For date formats, virtually anything is acceptable. All the following work:

WHERE DATE EQ '970130'
WHERE DATE EQ '97/01/30'
WHERE DATE EQ '19970130'
WHERE DATE EQ 970130
IF DATE EQ '970130'
IF DATE EQ '97/01/30'
IF DATE EQ '19970130'
IF DATE EQ 970130

The value is assumed to be a date, with the components specified if the order given via the setting of DATEFORMAT.
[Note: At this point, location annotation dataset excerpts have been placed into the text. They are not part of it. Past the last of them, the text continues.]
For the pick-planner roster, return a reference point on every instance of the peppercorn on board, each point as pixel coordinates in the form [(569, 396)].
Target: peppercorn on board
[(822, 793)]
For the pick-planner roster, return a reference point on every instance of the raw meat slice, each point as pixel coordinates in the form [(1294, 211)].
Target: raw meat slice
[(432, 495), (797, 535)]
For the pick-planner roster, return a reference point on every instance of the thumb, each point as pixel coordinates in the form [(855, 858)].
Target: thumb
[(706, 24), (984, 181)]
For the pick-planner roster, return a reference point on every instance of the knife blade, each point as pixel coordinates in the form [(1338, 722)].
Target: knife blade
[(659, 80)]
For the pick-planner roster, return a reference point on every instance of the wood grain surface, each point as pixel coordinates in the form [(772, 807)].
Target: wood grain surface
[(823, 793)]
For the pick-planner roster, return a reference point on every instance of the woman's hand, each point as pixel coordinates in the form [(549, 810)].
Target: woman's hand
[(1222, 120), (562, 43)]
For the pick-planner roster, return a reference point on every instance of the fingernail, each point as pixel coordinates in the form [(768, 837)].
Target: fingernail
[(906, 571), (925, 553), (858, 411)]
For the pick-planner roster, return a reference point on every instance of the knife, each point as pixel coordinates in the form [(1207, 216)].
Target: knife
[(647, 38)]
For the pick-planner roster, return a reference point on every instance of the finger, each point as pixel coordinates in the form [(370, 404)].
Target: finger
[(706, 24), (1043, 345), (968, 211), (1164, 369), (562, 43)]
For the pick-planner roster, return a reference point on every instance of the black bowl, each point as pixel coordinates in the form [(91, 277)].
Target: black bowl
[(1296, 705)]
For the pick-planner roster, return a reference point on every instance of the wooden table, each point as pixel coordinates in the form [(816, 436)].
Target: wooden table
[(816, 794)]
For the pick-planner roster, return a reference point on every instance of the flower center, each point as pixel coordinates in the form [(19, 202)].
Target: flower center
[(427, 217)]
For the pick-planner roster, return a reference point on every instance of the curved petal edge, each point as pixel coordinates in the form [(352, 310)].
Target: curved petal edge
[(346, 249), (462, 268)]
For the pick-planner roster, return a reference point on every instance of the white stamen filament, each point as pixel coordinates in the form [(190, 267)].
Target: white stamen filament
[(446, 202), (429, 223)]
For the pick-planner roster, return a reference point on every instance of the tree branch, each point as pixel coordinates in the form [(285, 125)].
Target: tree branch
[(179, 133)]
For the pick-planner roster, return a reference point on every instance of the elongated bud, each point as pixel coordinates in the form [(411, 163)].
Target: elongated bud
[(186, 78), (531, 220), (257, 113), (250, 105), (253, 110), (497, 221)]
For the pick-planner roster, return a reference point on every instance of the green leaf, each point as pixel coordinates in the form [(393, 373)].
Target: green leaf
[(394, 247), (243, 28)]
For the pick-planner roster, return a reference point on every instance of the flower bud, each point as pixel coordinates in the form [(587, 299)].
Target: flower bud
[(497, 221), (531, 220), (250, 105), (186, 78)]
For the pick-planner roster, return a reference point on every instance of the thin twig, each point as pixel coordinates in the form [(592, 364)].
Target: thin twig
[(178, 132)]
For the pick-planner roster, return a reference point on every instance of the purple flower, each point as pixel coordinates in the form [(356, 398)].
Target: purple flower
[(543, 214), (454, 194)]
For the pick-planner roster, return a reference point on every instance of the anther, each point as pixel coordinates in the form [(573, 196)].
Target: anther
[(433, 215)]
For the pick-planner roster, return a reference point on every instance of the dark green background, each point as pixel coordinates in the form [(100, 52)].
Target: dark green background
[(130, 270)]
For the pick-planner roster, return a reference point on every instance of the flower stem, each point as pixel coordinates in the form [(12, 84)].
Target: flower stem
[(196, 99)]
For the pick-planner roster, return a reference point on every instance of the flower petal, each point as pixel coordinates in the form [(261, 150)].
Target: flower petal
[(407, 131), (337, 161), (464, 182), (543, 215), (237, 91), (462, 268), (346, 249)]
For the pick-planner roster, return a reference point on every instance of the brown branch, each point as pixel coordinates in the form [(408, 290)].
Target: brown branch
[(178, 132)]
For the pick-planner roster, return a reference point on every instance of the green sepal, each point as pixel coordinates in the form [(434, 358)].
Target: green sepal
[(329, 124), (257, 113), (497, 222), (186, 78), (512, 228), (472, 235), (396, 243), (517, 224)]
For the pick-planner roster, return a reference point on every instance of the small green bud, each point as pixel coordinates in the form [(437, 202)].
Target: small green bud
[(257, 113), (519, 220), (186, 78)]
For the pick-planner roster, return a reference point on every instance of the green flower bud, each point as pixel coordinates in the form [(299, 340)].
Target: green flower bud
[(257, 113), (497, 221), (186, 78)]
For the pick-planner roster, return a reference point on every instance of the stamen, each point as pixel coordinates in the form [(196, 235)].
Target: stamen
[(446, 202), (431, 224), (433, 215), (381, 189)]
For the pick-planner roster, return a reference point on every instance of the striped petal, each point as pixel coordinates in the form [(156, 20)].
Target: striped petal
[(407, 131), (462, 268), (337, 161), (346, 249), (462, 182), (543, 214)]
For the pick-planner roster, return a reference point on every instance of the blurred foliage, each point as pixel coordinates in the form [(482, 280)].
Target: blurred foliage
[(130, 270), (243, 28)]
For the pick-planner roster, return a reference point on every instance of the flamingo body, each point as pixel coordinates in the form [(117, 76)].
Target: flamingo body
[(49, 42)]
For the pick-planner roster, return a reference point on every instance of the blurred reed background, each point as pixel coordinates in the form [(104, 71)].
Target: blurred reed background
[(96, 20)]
Testing on a date-time field is a bit more involved. For an IF test, the date-time literal must be enclosed in single quotes. For a WHERE test, the literal must be specified as the argument of the DT function, without quotes. For example, all the following are valid:

WHERE DATE EQ DT(970130)
WHERE DATE EQ DT(97/01/30)
WHERE DATE EQ DT(19970130)
IF DATE EQ '970130'
IF DATE EQ '97/01/30'
IF DATE EQ '19970130'

Because of the differences in how dates and date-times are handled, manipulations are also done differently. Many user subroutines have been written to manipulate legacy dates, as they are not ‘true’ dates, but merely representations. Some examples are:

AYMD      adding or subtracting days from a date
CHGDAT         changing how a legacy date displays
DOWK              finding the day of the week

For true ‘date’ format dates, some operations no longer require a routine. For example, to add a number of days to a 'true' date, one need only add, as the increment is added to the internal offset. There are, however, routines for 'true' dates. These routines begin with the characters DATE. For example:

DATEADD       adding or subtracting a date unit to or from a date
DATECVT       converting the format of a date
DATEMOV       moving a date to a significant point

And, for completeness, there are routines to manipulate date-time fields. These begin with the character H. For example:

HADD             incrementing a date-time value
HCNVRT         converting a date-time value to alphanumeric format
HDATE     Converting the date portion of a date-time value to a date format

Anyone using a routine should pay close attention to the following:

  1. What TYPE of date or date-time field is supported
  2. What are the arguments and what is their order
  3. What is the resultant format of the output

 

Using the wrong routine or having the wrong arguments can result in an error or, worse yet, producing the wrong result.